Scott: Wow, Katie did such a great job writing most of this post, maybe I’ll make her write all my posts in the new year! Tomorrow, I’ll write a lot about video game this past year, which I would never let Katie write because she’d make video games sound stupid and boring. She once wrote an ode to a Playstation that should never be seen by any video-game-loving gent.

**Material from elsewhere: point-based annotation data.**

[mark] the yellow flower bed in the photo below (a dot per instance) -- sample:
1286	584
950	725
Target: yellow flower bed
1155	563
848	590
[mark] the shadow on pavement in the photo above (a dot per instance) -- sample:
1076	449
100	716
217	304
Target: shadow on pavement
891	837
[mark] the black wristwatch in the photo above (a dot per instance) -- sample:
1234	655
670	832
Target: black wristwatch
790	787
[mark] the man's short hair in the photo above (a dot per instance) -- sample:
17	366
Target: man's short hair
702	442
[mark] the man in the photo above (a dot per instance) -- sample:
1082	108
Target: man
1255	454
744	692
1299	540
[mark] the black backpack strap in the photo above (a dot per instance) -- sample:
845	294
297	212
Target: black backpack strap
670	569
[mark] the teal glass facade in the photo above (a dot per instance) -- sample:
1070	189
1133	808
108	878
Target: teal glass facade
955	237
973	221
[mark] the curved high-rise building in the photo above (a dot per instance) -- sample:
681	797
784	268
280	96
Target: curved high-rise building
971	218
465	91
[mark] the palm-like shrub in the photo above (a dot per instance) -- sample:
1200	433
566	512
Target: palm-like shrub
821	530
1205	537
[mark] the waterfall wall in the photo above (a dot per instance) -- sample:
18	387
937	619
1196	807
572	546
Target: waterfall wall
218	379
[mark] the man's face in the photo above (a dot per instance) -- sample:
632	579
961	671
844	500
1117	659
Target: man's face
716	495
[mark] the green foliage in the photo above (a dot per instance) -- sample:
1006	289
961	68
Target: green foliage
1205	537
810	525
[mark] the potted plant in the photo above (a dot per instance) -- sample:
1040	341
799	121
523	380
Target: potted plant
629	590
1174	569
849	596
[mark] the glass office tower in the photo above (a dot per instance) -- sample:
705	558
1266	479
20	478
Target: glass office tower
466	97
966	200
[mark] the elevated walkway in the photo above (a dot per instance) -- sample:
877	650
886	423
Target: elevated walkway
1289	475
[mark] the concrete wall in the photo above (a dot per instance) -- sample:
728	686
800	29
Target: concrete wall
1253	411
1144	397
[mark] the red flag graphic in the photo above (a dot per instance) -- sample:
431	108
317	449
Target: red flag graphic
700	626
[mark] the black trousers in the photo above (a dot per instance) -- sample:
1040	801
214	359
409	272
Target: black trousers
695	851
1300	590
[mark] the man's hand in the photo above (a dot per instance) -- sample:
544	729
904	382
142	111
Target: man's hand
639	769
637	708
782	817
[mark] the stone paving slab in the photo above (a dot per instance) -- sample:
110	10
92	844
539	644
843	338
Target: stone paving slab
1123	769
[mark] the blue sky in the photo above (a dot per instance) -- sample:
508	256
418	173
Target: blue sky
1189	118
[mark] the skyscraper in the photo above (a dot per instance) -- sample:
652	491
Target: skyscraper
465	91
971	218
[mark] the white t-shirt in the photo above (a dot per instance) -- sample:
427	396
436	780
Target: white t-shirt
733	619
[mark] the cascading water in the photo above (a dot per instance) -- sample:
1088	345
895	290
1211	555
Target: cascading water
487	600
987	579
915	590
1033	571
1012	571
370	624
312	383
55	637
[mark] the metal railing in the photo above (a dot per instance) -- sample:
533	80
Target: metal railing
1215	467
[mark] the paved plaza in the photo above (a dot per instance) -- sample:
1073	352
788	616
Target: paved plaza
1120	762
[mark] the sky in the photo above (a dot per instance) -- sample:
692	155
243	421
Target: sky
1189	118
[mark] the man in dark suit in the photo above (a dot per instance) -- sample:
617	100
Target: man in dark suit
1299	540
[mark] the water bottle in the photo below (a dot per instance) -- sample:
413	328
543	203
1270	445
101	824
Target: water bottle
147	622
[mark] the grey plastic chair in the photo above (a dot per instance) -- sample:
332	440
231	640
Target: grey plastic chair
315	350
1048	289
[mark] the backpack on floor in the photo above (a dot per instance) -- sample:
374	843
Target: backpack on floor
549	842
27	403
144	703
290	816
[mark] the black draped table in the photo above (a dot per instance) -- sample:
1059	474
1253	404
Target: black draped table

It would break a boy’s heart.

Day 321: prime

In a little over two weeks, my three month dalliance with Amazon Prime threatens to perish.

When an offer for a trial of Amazon Prime popped up in October, I bit.  I knew that, most likely, we wouldn’t be traveling this holiday season (what with Katie’s baby belly) but we’d probably still be exchanging Christmas gifts with family.  So, in a unexpected bout of foresight, I signed up for the trial primarily for the last minute Christmas shopping and shipping we were sure to do.

And it did come in hand over the past week, especially the part where I could extend my membership to four additional family members, meaning my mom and most of the Dahls got free 2-day shipping from Amazon as well.

But what a tricky business it is, the knowledge of Amazon Prime’s power at your disposal every day.  How tempting it is to buy everything on Amazon when you know it’ll be at your doorstep in less than three days.  How much more quickly your finger clicks the checkout button on Gold Box deals when there’s no minimum purchase required to get free shipping.

I’m sure that having Prime has caused me to buy a few things from Amazon over the past three months that I wouldn’t have otherwise.  I’m sure that’s an effect that the Amazon geniuses hope for.  It’s just so easy.

The question is: do I continue my Prime membership.  Is the convenience and burden worth $79 annually (though less, if I can split it among family members)?  Or is it just $79 being anted up for a much bigger pot of Amazon spendings spread over the next 12 months?

Day 306: password marriage

There’s a scary and magical point in every relationship, beyond which there is rarely turning back.  It is a bond of trust in our digital age that is so strong, there is little to compare it to.

It is the moment when you give your partner the passwords you use to your online accounts.

All of a sudden, you are vulnerable in a way you’ve never been before.  Suddenly, someone else in the world has all of your information.  At a moment’s notice, Katie could transfer money in and out of my bank accounts, send an email as me to my friends and co-workers, and de-friend half of my friends on Facebook while sending them spiteful messages.

In the hands of a deviant, a person’s black book of passwords is free reign.

Which is why it’s such a stirring moment in a relationship, because it is a way to signify to that other person that you’re in this together, that you trust them with your entire identity.  What could be more romantic than that?